Code to Accompany "Discovering Context Effects from Raw Choice Data"

Primary LanguagePython


Code that Accompanies "Discovering Context Effects from Raw Choice Data"

The following code uses the open source machine learning framework pytorch (https://pytorch.org/) to implement the CDM as described in "Discovering Context Effects from Raw Choice Data" by Arjun Seshadri, Alexander Peysakhovich and Johan Ugander in ICML 2019 (http://proceedings.mlr.press/v97/seshadri19a.html).

Below is code for a sample run to train the CDM on SFShop, a dataset explored in the paper (as run from the code directory):

import cdm_pytorch as cp
val_loss, tr_loss, gv, train_ds, val_ds, model, opt = cp.default_run(dataset='SFshop',
print(f'Val Loss: {val_loss.item()}, Tr Loss: {tr_loss.item()}, final_grad: {gv.item()}')

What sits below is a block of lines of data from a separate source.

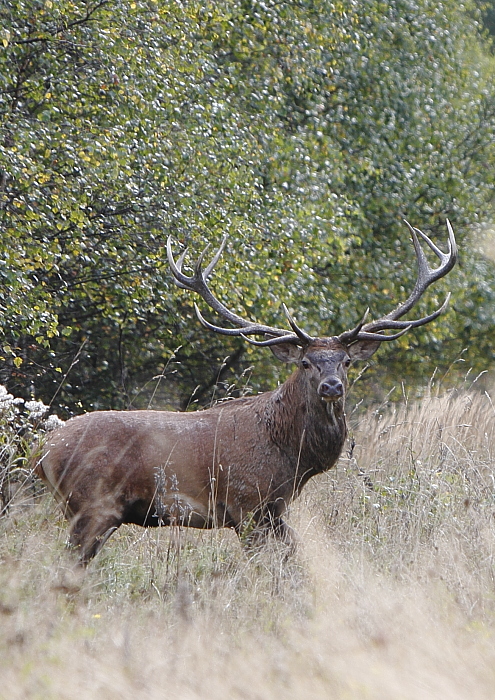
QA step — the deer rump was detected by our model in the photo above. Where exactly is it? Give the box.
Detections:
[36,222,457,563]
[36,360,346,562]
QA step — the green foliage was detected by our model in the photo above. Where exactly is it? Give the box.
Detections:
[0,0,495,411]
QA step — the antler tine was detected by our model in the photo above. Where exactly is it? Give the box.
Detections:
[339,306,370,345]
[339,220,457,344]
[282,302,313,345]
[167,236,304,345]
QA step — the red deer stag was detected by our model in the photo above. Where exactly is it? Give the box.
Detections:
[36,222,457,563]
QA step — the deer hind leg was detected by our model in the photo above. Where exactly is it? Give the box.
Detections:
[241,507,299,558]
[69,513,122,565]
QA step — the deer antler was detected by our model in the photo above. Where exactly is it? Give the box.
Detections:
[167,236,312,346]
[339,219,457,345]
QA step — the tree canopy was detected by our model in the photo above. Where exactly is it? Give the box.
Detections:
[0,0,495,413]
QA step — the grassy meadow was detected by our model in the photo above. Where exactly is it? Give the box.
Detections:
[0,391,495,700]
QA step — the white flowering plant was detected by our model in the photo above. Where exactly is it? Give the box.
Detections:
[0,385,63,517]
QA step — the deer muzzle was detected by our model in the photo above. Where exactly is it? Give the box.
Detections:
[318,377,344,401]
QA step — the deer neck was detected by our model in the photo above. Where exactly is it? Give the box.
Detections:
[266,370,347,478]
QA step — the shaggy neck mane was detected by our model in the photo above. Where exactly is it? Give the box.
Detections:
[265,369,347,480]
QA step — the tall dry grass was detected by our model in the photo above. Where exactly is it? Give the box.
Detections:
[0,386,495,700]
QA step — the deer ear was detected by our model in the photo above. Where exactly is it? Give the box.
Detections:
[270,343,304,362]
[347,340,381,360]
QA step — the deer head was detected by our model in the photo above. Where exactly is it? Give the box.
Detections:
[167,220,457,392]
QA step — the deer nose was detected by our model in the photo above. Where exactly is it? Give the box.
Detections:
[318,377,344,401]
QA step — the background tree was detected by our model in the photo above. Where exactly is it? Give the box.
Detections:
[0,0,495,413]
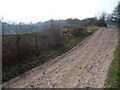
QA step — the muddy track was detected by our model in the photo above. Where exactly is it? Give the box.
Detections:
[3,28,118,88]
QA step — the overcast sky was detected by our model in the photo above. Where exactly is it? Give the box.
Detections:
[0,0,119,23]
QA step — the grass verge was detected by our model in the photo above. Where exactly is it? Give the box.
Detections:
[105,46,120,88]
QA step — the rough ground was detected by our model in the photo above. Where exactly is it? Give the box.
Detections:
[3,28,118,88]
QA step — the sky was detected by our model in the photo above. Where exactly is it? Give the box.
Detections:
[0,0,119,23]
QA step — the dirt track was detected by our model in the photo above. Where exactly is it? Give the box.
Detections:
[3,28,118,88]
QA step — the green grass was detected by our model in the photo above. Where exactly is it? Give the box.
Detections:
[2,27,101,79]
[87,26,103,33]
[105,46,120,88]
[107,25,118,28]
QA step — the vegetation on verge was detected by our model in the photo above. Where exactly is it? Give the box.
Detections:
[2,26,101,81]
[105,46,120,88]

The above function is a wrapper function to use the CDM. The inputs used are described below, but see in-line documentation for more details.

dataset - name of dataset to run CDM on. Default options are 'SFwork', 'SFshop', or 'syn_nature_triplet' to run the datasets in the paper.

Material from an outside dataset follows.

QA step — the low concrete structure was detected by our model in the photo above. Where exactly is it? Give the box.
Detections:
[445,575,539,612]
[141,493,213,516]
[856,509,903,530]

batch_size - hyperparameter for training, number of points to be used for each gradient step (None means full batch)

epochs - number of epochs to perform optimization. If batch_size is set to None, this is just the number of gradient steps taken

embedding_dim - dimension of CDM (r in the paper)

lr - learning rate for Adam optimizer (the default optimizer)

seed - random seed that sets dataset splits + initialization for reproducibility (None means no seed)

wd - weight decay parameter for the model (similar to l2 regularization, but faster - see pytorch docs for more info)